Get the most out of your exome sequencing data
Last week we discussed a multitude of ways you can get as much as you can from your RNA-seq. But what about exome-seq you say! Well here it is, novel ways to analyze your exome sequencing! many of these are methods developed for whole genome sequencing, and subsequently adapted for exome-sequencing.
Clonal dynamics and heterogeneity. If you have multiple samples from a tumor, either temporally or spatially different, you can look at the relative frequencies of each mutation and identify which seem to fluctuate together. Assuming the group of mutations that fluctuate together is a clone, you can begin to piece together clonal dynamics in the tumor. It is even possible to infer how the the tumor evolved. I performed a similar study during my post-doc to identify whether two spatially discrete brain tumors, often in different lobes, arise independently or are as a result of metastasis.
Copy number. Ok, this is not that novel, but of course you can identify copy number variants using exome seq. Note that there are a couple of ways to call copy number, and these can provide you with either copy number of individual genes or copy number of chromosome regions. The latter is important because there may only be a few genes within a large copy number altered block that are actually the drivers, the rest of the genes may just be passengers.
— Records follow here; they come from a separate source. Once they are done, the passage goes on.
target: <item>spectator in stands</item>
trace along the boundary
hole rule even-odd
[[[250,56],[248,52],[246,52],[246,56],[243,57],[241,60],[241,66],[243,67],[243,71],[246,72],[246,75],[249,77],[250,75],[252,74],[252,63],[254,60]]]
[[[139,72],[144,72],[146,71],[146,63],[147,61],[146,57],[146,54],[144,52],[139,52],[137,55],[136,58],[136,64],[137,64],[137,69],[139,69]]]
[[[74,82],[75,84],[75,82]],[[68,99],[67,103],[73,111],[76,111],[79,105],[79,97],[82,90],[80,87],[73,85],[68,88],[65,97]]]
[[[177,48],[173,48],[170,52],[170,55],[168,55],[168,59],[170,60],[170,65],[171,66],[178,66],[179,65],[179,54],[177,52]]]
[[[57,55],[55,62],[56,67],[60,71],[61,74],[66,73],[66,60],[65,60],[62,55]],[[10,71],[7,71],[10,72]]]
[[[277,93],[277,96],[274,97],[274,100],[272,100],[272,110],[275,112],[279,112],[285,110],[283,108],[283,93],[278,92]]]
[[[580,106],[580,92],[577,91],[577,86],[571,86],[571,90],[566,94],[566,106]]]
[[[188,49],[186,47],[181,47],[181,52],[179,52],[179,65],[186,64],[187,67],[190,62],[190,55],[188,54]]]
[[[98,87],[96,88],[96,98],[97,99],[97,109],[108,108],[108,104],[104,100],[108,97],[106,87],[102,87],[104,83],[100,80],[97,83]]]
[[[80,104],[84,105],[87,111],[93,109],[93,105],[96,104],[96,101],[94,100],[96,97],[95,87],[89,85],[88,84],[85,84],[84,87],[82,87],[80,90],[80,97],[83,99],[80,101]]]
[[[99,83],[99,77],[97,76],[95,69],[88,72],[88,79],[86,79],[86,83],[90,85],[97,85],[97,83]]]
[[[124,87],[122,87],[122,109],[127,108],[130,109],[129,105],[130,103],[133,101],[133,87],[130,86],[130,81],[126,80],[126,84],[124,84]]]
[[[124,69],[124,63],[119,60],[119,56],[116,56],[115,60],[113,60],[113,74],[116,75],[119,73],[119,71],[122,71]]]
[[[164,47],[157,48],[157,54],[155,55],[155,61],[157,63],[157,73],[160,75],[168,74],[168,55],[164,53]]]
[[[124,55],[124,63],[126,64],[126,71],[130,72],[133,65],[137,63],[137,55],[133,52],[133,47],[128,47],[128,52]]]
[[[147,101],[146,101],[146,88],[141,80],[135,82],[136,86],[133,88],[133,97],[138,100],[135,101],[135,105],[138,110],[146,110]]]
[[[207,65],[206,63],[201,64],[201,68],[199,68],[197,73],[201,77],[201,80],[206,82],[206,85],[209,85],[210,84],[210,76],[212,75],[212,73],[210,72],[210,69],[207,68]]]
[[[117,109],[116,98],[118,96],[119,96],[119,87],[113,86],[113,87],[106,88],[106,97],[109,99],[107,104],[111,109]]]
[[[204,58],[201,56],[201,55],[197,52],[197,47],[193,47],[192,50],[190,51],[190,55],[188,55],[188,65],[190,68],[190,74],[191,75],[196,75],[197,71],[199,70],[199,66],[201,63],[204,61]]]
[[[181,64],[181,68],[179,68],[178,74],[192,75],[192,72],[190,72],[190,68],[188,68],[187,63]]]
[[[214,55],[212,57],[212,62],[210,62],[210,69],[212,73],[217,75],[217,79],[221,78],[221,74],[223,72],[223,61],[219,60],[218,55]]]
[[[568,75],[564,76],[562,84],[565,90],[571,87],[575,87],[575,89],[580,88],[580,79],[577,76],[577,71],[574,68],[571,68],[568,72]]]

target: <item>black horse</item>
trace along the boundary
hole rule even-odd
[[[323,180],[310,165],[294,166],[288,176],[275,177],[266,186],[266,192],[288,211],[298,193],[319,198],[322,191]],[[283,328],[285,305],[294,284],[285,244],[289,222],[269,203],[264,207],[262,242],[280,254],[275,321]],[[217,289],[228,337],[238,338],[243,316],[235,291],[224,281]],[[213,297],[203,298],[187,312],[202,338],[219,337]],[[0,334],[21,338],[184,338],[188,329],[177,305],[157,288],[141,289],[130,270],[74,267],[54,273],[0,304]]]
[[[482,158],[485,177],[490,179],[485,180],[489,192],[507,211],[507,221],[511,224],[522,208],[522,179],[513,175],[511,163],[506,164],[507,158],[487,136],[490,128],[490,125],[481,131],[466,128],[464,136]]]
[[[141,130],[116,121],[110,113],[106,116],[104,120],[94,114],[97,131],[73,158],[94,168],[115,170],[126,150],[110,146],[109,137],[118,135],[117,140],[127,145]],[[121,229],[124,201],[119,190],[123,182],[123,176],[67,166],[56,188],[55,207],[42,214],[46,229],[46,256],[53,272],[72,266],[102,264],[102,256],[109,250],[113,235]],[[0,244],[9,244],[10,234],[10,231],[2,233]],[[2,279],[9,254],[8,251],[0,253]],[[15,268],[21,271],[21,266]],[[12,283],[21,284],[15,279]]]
Homologous repair deficiency (HRD) score - HRD score is a useful marker for prediction of response to poly (ADP-ribose) polymerase inhibitors or platinum-based chemotherapy. This score is determined using the sum of the loss of heterozygosity (LOH), telomeric allelic imbalance (TAI), and large scale state transition (LST) scores. Here is an example of a study that did just that.
Microsatellite instability (MSI) - MSI is a predictor of response to immune checkpoint inhibitors. There are multiple different methods to calculate MSI but it is possible from exome sequencing. See here for an example.
Tumor mutational burden (the number of mutations in a sample per megabase) - it goes without saying that if you can call mutations, and you’re covering as much of the genome as you do with exome-seq, you can calculate tumor mutational burden!
Characterization of a cell line - use SNPs to characterize a cell line, identify changes across culture passages, and detect contamination. I also used exome seq to identify some novel ‘normal’ cells that had been cultured from some brain tumors on my post-doc. Interestingly, although the cells did not have the copy number alterations you’d expect of a brain tumor, they did have some mutations. Interested? See here.
My favorite technique! Inferring mitochondrial copy number from exome seq! Given you know the genome is at a copy number of 2, and you also have mitochondrial DNA sequenced in an exome, you can infer the relative copy number of mitochondria. This can be useful when studying reactive oxygen species and inflammation. See how they did this in TCGA here.
Identify neoantigens - Neoantigens are another useful predictor for immunotherapy. This is really a way to annotate your mutation data but you can identify neoantigens from exome seq. See an example study here.
Find Active drivers - this study identified non-coding cancer drivers in TCGA dataset.
Identify mutational signatures associated with exogenous or endogenous exposures - We accumulate mutations throughout our lifetime, most of which are undetectable, but some become clonal. You can analyze the variants in your sequencing to identify signatures that infer which specific exposures the patients/cells were exposed to. See the study here.
This is by no means an exhaustive list of what you can do with exome sequencing data, but I hope it gives you an idea that there are a whole host of creative methods to help get what you want from your sequencing. Some of it requires special library prep upfront, so make sure you plan for this before you begin the experiment.